Boris Johnson has been accused of “undermining” his own climate conference minister Alok Sharma by failing to back him up with ambitious UK commitments at Cop26.
Labour said the target of keeping global warming within 1.5C was in “intensive care” following the agreement reached by world leaders at the end of the Glasgow summit.
The opposition claimed the prime minister had left his Cop26 president in a weak position, because of the government’s overseas aid budget cut and the failure to stop UK fossil fuel projects.
Writing for The Independent, shadow energy secretary Ed Miliband said the government must “learn the lessons of what we didn’t succeed in doing in Glasgow” – pointing out that Britain still holds the Cop presidency over the next year.
“It’s time finally to say no to the proposed new coal mine in Cumbria and end the plan for the new Cambo oil field, which is the equivalent of running 18 new coal-fired power stations for a year,” Mr Miliband wrote.
He added: “We should rewrite our trade deal with Australia, not to dilute the temperature goals as the government has been doing, but to strengthen it to put 1.5 degrees at its heart.”
Deputy leader Angela Rayner also criticised Mr Johnson’s failure to be there in the conference’s final hours to help Mr Sharma push China and India to make a stronger commitment to end dependence on coal.
“Boris Johnson could have done more to be there, and to make sure that in that room at those vital opportunities that [he would] be able sway the opinion,” Ms Rayner told the BBC’s The Andrew Marr Show.
She added: “We saw Alok Sharma doing his utmost. But Boris Johnson has undermined some of our efforts by using fossil fuels, the investment in the that, by the cutting of overseas aid. There’s much more we can do to set an example globally.”
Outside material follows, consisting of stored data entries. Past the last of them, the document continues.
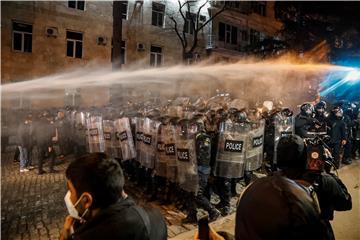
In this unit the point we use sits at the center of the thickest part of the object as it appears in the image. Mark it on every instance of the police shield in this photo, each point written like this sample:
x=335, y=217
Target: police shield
x=186, y=158
x=108, y=126
x=149, y=146
x=139, y=134
x=168, y=139
x=95, y=134
x=161, y=161
x=124, y=139
x=255, y=145
x=80, y=128
x=284, y=126
x=230, y=158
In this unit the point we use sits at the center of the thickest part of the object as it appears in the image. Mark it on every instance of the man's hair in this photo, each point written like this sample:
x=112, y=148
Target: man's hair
x=291, y=152
x=277, y=208
x=102, y=177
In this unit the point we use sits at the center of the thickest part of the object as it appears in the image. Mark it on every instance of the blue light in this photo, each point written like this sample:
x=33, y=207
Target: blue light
x=343, y=84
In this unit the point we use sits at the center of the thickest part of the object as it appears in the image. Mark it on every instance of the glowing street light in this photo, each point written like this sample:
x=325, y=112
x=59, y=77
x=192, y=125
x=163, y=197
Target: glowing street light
x=353, y=76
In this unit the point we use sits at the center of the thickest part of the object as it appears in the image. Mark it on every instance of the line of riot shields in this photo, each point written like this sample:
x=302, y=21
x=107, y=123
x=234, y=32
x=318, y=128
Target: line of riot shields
x=165, y=144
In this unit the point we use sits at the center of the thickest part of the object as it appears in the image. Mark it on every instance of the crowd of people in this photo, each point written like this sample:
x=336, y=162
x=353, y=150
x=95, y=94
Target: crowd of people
x=184, y=154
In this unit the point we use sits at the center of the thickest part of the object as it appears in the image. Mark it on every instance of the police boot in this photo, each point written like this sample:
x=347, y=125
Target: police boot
x=214, y=214
x=347, y=161
x=225, y=210
x=190, y=218
x=247, y=177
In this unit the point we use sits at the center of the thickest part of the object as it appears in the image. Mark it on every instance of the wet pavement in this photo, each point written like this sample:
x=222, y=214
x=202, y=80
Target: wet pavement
x=32, y=206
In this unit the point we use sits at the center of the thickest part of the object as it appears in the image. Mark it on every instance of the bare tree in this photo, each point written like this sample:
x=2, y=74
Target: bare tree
x=188, y=47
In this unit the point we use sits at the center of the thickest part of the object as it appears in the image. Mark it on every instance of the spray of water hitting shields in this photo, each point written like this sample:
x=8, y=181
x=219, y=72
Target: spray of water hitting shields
x=284, y=79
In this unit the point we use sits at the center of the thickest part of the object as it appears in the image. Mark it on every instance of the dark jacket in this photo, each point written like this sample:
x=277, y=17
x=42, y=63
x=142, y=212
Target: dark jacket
x=331, y=192
x=302, y=125
x=25, y=135
x=122, y=221
x=44, y=131
x=337, y=130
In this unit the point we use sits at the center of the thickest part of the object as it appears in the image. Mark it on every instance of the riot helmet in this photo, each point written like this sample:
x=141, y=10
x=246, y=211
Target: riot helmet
x=286, y=112
x=307, y=109
x=320, y=107
x=291, y=152
x=241, y=116
x=338, y=112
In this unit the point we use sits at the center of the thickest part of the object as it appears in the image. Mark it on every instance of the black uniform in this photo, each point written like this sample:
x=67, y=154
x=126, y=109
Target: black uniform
x=350, y=123
x=330, y=191
x=44, y=132
x=337, y=135
x=203, y=154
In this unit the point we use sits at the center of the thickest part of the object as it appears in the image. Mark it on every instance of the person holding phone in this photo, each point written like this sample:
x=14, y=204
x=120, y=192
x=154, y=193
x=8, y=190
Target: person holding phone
x=99, y=208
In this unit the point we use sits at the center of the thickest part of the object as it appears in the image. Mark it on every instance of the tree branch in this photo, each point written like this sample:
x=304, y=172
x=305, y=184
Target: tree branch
x=184, y=18
x=212, y=17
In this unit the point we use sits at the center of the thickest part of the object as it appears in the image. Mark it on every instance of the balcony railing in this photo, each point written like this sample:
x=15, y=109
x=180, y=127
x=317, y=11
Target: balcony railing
x=210, y=42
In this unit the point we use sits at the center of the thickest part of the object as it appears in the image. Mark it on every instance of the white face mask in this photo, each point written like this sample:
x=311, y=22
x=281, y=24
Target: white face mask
x=71, y=207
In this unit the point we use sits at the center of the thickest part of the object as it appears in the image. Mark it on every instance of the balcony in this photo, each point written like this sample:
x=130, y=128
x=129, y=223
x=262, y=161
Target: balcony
x=211, y=42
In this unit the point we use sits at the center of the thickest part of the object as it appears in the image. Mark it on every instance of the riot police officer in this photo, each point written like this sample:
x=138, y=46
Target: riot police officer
x=203, y=155
x=349, y=119
x=320, y=112
x=331, y=192
x=304, y=120
x=337, y=133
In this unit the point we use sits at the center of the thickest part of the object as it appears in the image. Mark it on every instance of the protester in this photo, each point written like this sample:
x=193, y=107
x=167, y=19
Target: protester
x=99, y=208
x=275, y=208
x=330, y=190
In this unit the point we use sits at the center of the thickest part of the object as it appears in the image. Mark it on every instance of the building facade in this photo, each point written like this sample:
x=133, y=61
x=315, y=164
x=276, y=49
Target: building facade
x=43, y=38
x=240, y=25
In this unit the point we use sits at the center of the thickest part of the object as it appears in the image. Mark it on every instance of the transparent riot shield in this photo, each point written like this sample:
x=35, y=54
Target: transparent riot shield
x=169, y=140
x=108, y=126
x=80, y=129
x=149, y=147
x=255, y=146
x=161, y=160
x=124, y=139
x=284, y=126
x=95, y=134
x=186, y=159
x=139, y=138
x=230, y=158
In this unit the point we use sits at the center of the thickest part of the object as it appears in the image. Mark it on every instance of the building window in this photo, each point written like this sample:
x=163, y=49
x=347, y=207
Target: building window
x=74, y=44
x=254, y=36
x=227, y=33
x=158, y=11
x=189, y=27
x=123, y=49
x=22, y=37
x=232, y=4
x=77, y=4
x=259, y=7
x=124, y=9
x=244, y=36
x=155, y=56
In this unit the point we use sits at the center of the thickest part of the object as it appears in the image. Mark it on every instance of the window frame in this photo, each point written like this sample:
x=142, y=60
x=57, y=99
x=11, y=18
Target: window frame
x=127, y=10
x=228, y=30
x=74, y=44
x=157, y=12
x=123, y=48
x=22, y=37
x=156, y=54
x=76, y=5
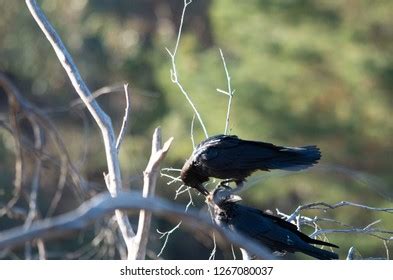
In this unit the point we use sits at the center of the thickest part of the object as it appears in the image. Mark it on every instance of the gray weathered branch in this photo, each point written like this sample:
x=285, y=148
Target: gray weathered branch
x=102, y=119
x=103, y=204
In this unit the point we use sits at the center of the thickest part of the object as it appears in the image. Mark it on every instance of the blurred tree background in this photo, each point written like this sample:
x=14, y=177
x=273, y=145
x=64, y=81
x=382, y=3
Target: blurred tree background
x=305, y=72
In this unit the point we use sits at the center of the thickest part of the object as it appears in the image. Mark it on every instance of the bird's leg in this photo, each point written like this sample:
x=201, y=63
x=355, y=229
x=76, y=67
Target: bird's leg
x=239, y=185
x=225, y=183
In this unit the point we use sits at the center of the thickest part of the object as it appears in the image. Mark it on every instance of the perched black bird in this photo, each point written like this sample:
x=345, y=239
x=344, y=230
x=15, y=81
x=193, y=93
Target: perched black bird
x=271, y=231
x=228, y=157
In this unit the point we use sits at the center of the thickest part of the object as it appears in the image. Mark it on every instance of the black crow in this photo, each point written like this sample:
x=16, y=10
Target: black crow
x=233, y=159
x=271, y=231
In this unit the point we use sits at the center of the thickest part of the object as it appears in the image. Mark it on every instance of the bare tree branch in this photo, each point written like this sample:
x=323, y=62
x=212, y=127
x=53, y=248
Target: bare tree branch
x=101, y=118
x=149, y=187
x=103, y=204
x=174, y=73
x=124, y=125
x=228, y=92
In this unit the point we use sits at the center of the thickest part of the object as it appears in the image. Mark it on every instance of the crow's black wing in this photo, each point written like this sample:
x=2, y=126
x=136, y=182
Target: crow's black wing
x=230, y=152
x=274, y=224
x=224, y=152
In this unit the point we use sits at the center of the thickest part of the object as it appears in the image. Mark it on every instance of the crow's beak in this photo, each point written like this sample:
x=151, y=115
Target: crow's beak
x=202, y=190
x=234, y=198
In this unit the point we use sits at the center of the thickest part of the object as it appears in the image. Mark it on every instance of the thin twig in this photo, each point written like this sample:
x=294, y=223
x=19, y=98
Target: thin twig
x=228, y=92
x=174, y=73
x=124, y=125
x=150, y=175
x=101, y=118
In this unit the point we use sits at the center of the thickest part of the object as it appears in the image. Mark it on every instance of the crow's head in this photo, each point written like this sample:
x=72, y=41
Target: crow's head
x=193, y=179
x=223, y=195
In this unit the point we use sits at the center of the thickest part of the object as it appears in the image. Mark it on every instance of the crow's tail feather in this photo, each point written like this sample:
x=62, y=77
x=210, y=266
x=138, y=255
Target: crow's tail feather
x=294, y=159
x=320, y=253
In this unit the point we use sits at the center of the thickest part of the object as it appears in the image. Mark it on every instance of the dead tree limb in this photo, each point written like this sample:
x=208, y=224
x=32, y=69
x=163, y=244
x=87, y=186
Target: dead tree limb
x=103, y=204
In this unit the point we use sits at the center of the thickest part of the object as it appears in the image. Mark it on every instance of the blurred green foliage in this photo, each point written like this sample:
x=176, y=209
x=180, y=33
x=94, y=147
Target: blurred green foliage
x=305, y=72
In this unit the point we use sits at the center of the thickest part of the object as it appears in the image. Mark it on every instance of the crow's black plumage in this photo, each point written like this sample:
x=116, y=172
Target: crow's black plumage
x=271, y=231
x=228, y=157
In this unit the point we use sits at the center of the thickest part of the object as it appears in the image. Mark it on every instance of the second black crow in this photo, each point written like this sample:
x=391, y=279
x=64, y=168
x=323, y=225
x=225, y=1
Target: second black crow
x=271, y=231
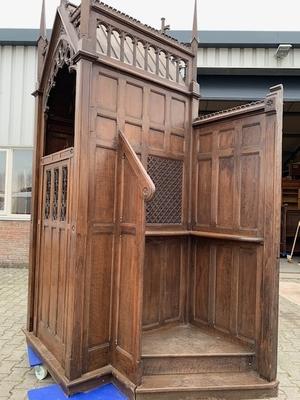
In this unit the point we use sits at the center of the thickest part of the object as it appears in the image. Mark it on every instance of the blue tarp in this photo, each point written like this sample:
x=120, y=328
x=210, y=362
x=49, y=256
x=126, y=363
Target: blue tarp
x=54, y=392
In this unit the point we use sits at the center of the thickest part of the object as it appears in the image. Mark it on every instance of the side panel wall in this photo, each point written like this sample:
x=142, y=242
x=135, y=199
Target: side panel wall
x=156, y=122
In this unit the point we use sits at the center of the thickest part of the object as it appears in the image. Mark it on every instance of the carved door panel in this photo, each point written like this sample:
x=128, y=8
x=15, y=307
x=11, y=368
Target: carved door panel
x=236, y=223
x=53, y=252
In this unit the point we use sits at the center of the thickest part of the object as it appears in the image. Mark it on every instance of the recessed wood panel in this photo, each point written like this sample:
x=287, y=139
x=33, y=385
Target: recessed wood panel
x=129, y=194
x=134, y=101
x=200, y=281
x=157, y=108
x=250, y=180
x=163, y=285
x=105, y=169
x=134, y=134
x=62, y=280
x=225, y=192
x=177, y=113
x=177, y=144
x=54, y=271
x=153, y=268
x=107, y=93
x=100, y=289
x=172, y=279
x=126, y=300
x=224, y=268
x=203, y=205
x=251, y=135
x=247, y=292
x=205, y=143
x=156, y=139
x=106, y=130
x=226, y=138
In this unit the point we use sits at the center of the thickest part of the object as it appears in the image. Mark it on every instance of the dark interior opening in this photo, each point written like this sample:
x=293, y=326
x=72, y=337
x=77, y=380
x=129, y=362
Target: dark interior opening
x=61, y=112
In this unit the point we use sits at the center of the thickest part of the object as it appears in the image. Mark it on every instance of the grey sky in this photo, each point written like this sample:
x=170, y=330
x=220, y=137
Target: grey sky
x=212, y=14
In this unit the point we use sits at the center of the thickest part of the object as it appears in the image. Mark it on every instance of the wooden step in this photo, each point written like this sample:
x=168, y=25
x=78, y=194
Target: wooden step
x=194, y=364
x=226, y=385
x=186, y=349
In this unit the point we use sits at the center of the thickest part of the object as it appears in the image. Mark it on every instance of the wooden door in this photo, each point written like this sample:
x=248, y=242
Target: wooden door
x=236, y=225
x=53, y=257
x=134, y=188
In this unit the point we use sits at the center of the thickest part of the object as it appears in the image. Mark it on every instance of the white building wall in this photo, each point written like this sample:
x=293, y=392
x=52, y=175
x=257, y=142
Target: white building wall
x=17, y=105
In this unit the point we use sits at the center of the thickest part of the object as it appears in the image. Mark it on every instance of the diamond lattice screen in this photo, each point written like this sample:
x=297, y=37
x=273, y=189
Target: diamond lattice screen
x=166, y=205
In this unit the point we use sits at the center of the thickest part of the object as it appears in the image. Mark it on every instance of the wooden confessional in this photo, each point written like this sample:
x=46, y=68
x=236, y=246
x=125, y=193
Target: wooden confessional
x=155, y=233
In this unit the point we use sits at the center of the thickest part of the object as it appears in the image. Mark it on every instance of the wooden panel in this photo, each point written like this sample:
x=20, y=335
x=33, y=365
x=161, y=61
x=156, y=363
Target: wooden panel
x=126, y=327
x=51, y=322
x=203, y=199
x=177, y=144
x=224, y=262
x=130, y=195
x=164, y=272
x=104, y=194
x=226, y=192
x=106, y=130
x=205, y=143
x=172, y=280
x=134, y=135
x=226, y=138
x=100, y=290
x=134, y=187
x=134, y=101
x=156, y=139
x=200, y=281
x=157, y=108
x=247, y=290
x=154, y=254
x=107, y=93
x=250, y=177
x=177, y=113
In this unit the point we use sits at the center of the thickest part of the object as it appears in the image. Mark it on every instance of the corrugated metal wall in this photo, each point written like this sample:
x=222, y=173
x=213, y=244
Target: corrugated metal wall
x=17, y=82
x=212, y=57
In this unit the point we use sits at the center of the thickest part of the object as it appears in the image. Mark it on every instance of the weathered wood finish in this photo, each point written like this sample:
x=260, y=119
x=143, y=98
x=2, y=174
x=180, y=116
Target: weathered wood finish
x=241, y=197
x=171, y=221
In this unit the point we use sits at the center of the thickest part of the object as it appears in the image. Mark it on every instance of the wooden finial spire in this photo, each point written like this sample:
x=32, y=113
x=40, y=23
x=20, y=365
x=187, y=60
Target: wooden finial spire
x=195, y=24
x=43, y=32
x=195, y=42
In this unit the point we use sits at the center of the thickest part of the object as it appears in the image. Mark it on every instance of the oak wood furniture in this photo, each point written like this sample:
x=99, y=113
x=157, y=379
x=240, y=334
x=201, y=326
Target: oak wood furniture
x=155, y=234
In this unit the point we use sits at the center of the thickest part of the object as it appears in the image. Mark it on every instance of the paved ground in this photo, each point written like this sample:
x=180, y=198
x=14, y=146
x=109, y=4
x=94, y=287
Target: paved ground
x=16, y=378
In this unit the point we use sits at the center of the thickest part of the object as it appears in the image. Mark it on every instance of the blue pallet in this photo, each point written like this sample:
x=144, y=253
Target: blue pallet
x=33, y=358
x=54, y=392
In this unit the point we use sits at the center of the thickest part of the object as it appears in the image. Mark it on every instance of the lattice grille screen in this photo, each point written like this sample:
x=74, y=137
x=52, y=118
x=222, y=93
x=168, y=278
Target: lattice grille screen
x=166, y=205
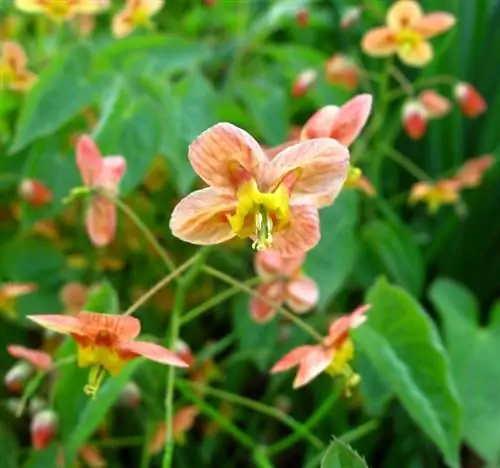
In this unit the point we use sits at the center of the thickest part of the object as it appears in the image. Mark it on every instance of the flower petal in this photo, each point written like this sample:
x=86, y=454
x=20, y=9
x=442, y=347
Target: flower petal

In a dramatic last-minute intervention at the Glasgow summit, India and China were able to change the wording of the final deal so coal power generation would be “phased down” rather than “phased out”.
Mr Sharma – who appeared to break down briefly as he apologised to delegates and campaigners for the late change – claimed on Sunday that the weakened deal still represented progress. “We kept 1.5 in reach,” he said.
Labour’s shadow Ed Miliband also accused Mr Johnson’s government of “undermining” Mr Sharma. “I have nothing but praise for Alok Sharma. But I’m afraid the rest of the government didn’t help him and undermined him with decisions like cutting overseas aid,” he told Sky News’s Trevor Phillips on Sunday .
The Labour frontbencher added: “Because we were then saying to other countries, ‘Please step up on climate finance’, when we were stepping back on aid to poorer countries.”
Mr Johnson and Mr Sharma will be grilled over the climate deal agreed in Glasgow at a press conference later on Sunday. The pair will be answering questions about the global pact at Downing Street at 5pm.